An invited commentary in the Oct. 11 Archives of Internal Medicine, titled “A Prescription for Improved Chronic Disease Management,” highlights the current and potential role of pharmacists in preventing and treating chronic diseases.
The commentary by B. Joseph Guglielmo, PharmD, who chairs the Department of Clinical Pharmacy in the UCSF School of Pharmacy, first outlines the role clinical pharmacists have played in improving safety in the acute care setting, including reducing patient mortality, limiting medication errors and preventing adverse drug events.
The commentary also reviews two original research papers in the same issue of Archives: one demonstrating improved blood pressure control in ambulatory care patients managed by a physician-pharmacist team, when compared to those managed solely by a physician; the second showing that pharmacist-based smoking cessation education was not sustained in the community pharmacy setting.

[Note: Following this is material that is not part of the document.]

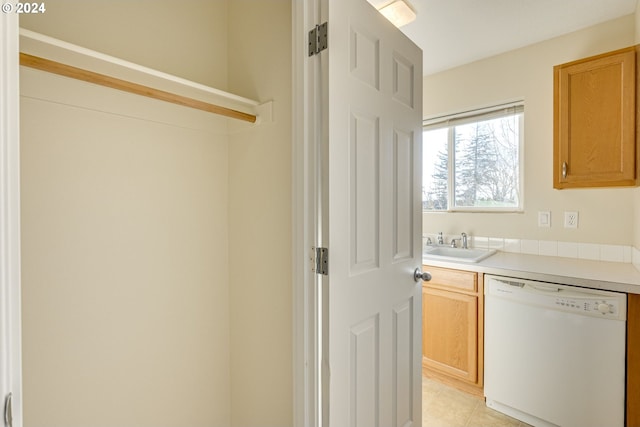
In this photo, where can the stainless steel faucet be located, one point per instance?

Guglielmo writes that the success of the first study and failure of the second directly relates to the business model, presence of integrated care teams and availability of patient health care information. All of these factors were present in the clinic, but absent in the community pharmacy setting. He argues that pharmacists did not provide smoking cessation education because they were not paid for this function and suggests the potential solution of having Medicare give pharmacists “provider” status similar to that of physician assistants, nurse practitioners and others. That status would include a fee schedule for practitioner service.
The commentary concludes that those three elements—access to medical records, integrated care teams, and changes in the reimbursement model—would stimulate the nation’s widespread community pharmacists to “function at the top of their training,” while improving access to health care.